Spend 10 minutes with each ministry leader who regularly submits announcements. Show them:

  • Where the form is
  • What each field means
  • An example of a complete submission vs. an incomplete one

This investment saves you hours of back-and-forth later.

The example that teaches:

Share a before/after:

Incomplete submission:

"Men's breakfast Saturday. Contact Dave."

Complete submission:

Event: Men's Breakfast
Date: Saturday, March 15, 8-10am
Location: Fellowship Hall
Description: A morning of food and conversation about leading at home. Free, no registration needed.
Action: Just show up
Channels: Bulletin, Email
Contact: Dave Wilson ([email protected])

When they see the contrast, they understand.

Tuesday morning reminder:

Send a quick email or Slack message Tuesday morning: "Announcement submissions are due at noon today. Submit here: [link]"

This becomes a habit that reduces late submissions.

Handling Pushback

"But I just found out about this!"

"I understand—we can feature it prominently next week, or if it's truly urgent, let's talk about the best way to get the word out fast."

Most things aren't truly urgent. If it is (safety, leadership change), handle it as an exception.

"It's really urgent!"

Define what "urgent" means ahead of time:

  • Safety issues
  • Cancelations
  • Leadership announcements

VBS registration is not urgent. It's important, but it can wait for the next bulletin cycle.

"Can you just grab the details from last year?"

"I don't have easy access to that—can you fill out the form with this year's info?"

Don't do their homework for them. The form ensures you have accurate, current information.

"I don't have time for forms."

The form takes five minutes. Writing a text and then answering your clarifying questions takes longer.

You can say: "The form actually makes it faster—you answer everything once, and I don't have to come back with questions."

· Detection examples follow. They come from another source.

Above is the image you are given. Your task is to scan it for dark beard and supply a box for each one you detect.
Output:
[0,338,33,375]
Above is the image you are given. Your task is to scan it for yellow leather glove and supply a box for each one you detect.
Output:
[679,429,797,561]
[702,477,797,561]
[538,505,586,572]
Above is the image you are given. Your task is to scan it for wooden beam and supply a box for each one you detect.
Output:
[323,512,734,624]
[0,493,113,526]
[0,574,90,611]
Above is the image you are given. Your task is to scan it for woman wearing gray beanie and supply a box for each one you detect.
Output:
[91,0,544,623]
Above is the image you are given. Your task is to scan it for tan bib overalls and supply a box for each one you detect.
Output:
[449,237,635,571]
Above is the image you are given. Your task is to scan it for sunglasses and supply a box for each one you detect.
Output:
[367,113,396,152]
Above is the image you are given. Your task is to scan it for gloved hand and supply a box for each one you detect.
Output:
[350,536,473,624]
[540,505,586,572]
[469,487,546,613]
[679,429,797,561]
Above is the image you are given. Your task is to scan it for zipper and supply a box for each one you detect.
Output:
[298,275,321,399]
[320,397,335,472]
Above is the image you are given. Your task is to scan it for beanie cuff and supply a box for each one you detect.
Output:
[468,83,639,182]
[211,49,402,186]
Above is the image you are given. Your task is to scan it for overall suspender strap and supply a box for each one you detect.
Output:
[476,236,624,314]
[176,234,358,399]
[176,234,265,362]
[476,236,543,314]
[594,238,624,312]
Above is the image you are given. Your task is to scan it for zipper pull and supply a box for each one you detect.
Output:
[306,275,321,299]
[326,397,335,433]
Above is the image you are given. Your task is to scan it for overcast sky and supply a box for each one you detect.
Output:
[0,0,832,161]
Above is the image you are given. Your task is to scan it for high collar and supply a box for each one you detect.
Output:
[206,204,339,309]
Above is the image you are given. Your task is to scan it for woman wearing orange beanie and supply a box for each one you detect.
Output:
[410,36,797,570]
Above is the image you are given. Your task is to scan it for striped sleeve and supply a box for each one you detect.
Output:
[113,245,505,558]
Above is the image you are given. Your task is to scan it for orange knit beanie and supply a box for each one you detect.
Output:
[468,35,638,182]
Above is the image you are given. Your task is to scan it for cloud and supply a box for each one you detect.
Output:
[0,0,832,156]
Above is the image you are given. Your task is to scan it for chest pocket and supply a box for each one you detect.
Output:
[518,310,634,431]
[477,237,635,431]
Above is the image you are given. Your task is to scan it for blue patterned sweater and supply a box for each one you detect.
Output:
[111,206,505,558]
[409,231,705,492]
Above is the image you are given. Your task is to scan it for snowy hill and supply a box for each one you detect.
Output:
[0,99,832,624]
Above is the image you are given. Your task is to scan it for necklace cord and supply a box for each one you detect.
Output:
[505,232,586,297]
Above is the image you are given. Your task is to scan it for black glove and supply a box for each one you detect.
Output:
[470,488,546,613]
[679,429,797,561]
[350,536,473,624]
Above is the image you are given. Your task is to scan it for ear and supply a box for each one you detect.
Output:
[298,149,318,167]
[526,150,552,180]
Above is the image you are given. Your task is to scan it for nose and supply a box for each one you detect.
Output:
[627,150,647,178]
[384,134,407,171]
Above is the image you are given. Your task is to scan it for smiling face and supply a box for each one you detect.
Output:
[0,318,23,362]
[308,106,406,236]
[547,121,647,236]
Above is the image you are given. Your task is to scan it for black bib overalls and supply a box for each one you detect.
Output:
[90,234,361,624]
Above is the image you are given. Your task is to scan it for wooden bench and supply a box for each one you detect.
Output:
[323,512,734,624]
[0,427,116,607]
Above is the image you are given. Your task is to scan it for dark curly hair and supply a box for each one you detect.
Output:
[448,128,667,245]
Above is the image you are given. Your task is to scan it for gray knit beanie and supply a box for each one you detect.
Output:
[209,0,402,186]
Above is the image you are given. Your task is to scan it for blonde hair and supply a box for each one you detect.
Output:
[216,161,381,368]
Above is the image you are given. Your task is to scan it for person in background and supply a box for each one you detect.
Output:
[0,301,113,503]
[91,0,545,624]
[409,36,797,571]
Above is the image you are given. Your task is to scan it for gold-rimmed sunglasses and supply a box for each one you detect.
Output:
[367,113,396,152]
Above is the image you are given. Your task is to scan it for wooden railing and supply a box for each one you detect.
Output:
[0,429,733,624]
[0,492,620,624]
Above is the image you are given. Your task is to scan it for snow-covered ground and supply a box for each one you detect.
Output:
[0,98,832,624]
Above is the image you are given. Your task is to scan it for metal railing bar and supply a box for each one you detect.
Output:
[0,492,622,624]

When the Pastor Submits Late

The pastor will sometimes add something Saturday night. That's life.

Build a "late addition" slot into your bulletin—a small reserved space for last-minute items from leadership.

Everything else follows the deadline. The pastor exception is acknowledged, not extended to everyone.

If the pastor consistently misses deadlines: have a direct conversation about how it impacts your ability to do your job well. Most pastors, when they understand the downstream effect, will adjust.

The Master List

Over time, build a calendar of recurring events.

EventMonthLeaderTypical Dates
Men's BreakfastMonthlyDaveFirst Saturday
VBSJuneSarahSecond week
Fall KickoffSeptemberTeamAfter Labor Day
Christmas EveDecemberWorshipDec 24

With this list, you can proactively remind ministry leaders: "VBS is coming up in 8 weeks—when should we start promoting?"

This shifts you from reactive (waiting for submissions) to proactive (prompting ahead of time).

The System in Practice

Monday:

  • Send reminder: "Announcements due tomorrow at noon"

Tuesday noon:

  • Deadline passes
  • Review all submissions
  • Follow up on anything incomplete

Wednesday:

  • Write and design content
  • No new submissions accepted for this week

Thursday:

  • Finalize bulletin and email
  • Schedule social posts

Friday:

  • Buffer day
  • Handle any last-minute leadership additions

Sunday:

  • Distribute
  • Note any questions or feedback for future improvement

Making It Stick

The first month is training. Expect pushback. Stay consistent.

By month three, the system becomes normal. Ministry leaders know the form exists, know the deadline, and plan accordingly.

You get complete submissions on time. Friday nights become yours again.

That's the payoff for holding the line.